In the classroom, pupils are taught through whole-class interactive teaching, enabling all to master the concepts necessary for the next part of the curriculum sequence.  Teachers lead back and forth interaction, including questioning, short tasks, explanation, demonstration, and discussion, enabling pupils to think, reason and apply their knowledge to solve problems.  Use of precise mathematical language enables all pupils to communicate their reasoning and thinking effectively.  If a pupil fails to grasp a concept or procedure, this is identified quickly, and gaps in understanding are addressed systematically to try and enable them to ‘keep up’.  Key number facts are learnt to automaticity, and other essential mathematical facts are learned deeply and practised regularly, to avoid cognitive overload in working memory and enable pupils to focus on new learning.  At Wardley Primary, It is hoped that the children’s mathematical journey ultimately equips our pupils with the skills, understanding and self-confidence to positively contribute to society.

Maths policy 2024

Long Term Overview

Wardley Primary School Fluency and Calculation Policy 2023

The National Curriculum for Maths

Purpose of Study

Mathematics is a creative and highly interconnected discipline that has been developed over centuries, providing the solution to some of history’s most intriguing problems. It is essential to everyday life, critical to science, technology and engineering, and necessary for financial literacy and most forms of employment. A high-quality mathematics education therefore provides a foundation for understanding the world, the ability to reason mathematically, an appreciation of the beauty and power of mathematics, and a sense of enjoyment and curiosity about the subject.

Aims

The national curriculum for mathematics aims to ensure that all pupils:
• become fluent in the fundamentals of mathematics, including through varied and frequent practice with increasingly complex problems over time, so that pupils develop conceptual understanding and the ability to recall and apply knowledge rapidly and accurately
• reason mathematically by following a line of enquiry, conjecturing relationships and generalisations, and developing an argument, justification or proof using mathematical language
• can solve problems by applying their mathematics to a variety of routine and non-routine problems with increasing sophistication, including breaking down problems into a series of simpler steps and persevering in seeking solutions

Mathematics is an interconnected subject in which pupils need to be able to move fluently between representations of mathematical ideas. The programmes of study are, by necessity, organised into apparently distinct domains, but pupils should make rich connections across mathematical ideas to develop fluency, mathematical reasoning and competence in solving increasingly sophisticated problems. They should also apply their mathematical knowledge to science and other subjects.

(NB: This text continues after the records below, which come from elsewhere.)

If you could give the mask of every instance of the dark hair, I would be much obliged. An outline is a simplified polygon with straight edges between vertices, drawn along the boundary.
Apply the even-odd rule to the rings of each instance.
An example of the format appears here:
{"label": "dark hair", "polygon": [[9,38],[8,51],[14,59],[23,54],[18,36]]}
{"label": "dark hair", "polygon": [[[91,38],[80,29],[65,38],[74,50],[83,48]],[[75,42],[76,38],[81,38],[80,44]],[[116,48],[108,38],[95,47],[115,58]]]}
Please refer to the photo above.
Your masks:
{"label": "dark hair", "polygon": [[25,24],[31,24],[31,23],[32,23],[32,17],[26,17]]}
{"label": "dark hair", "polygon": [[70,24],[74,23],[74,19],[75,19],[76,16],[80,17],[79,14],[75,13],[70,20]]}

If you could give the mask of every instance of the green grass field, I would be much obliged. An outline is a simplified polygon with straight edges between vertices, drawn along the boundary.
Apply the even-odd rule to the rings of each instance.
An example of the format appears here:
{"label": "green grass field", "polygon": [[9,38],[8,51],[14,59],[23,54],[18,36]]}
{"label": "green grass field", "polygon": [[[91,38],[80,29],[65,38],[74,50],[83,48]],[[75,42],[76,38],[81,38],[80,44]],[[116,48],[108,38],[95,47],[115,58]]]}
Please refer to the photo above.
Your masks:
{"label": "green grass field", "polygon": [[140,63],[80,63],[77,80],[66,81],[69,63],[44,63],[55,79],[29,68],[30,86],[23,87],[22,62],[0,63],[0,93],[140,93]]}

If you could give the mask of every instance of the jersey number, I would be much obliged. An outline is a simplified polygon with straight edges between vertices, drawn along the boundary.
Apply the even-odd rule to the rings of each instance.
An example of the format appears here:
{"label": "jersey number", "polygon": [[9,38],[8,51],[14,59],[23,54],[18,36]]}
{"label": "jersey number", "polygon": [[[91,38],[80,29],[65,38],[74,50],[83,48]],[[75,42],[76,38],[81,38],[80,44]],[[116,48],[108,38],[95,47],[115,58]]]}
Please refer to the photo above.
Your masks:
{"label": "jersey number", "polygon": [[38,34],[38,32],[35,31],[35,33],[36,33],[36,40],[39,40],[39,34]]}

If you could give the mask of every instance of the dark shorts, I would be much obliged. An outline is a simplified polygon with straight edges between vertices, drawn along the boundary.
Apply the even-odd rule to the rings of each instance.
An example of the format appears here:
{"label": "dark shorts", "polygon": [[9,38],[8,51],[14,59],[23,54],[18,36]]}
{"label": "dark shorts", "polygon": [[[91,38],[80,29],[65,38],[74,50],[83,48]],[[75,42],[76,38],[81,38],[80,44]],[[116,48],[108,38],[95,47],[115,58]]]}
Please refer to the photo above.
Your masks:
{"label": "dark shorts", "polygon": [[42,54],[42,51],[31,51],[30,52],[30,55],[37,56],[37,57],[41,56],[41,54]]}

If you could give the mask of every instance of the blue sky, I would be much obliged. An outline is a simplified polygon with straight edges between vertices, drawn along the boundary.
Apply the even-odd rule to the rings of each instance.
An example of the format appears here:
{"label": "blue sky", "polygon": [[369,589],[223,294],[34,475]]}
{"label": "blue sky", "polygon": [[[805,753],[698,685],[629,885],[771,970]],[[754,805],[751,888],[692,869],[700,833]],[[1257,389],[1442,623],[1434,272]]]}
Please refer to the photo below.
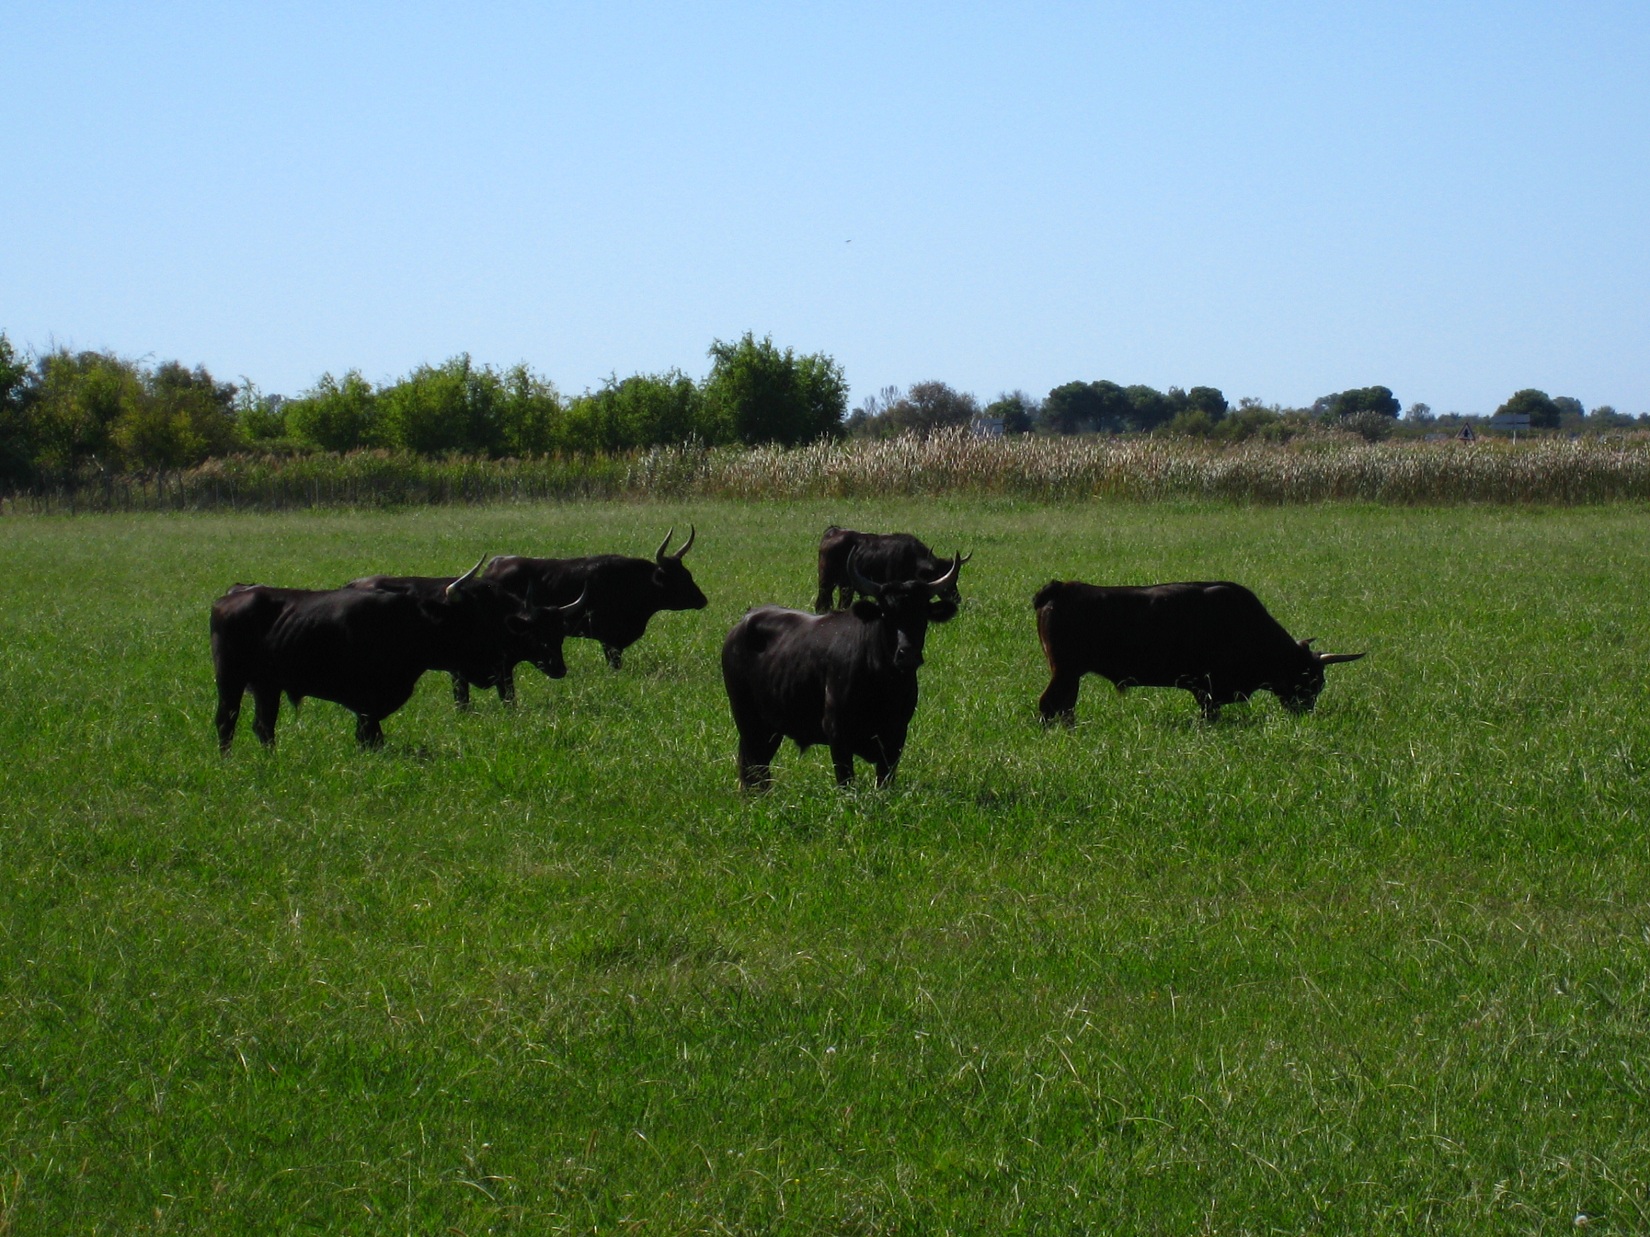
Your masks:
{"label": "blue sky", "polygon": [[6,0],[0,329],[1650,411],[1650,5]]}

The expectation is that the majority of pupils will move through the programmes of study at broadly the same pace. However, decisions about when to progress should always be based on the security of pupils’ understanding and their readiness to progress to the next stage. Pupils who grasp concepts rapidly should be challenged through being offered rich and sophisticated problems before any acceleration through new content. Those who are not sufficiently fluent with earlier material should consolidate their understanding, including through additional practice, before moving on.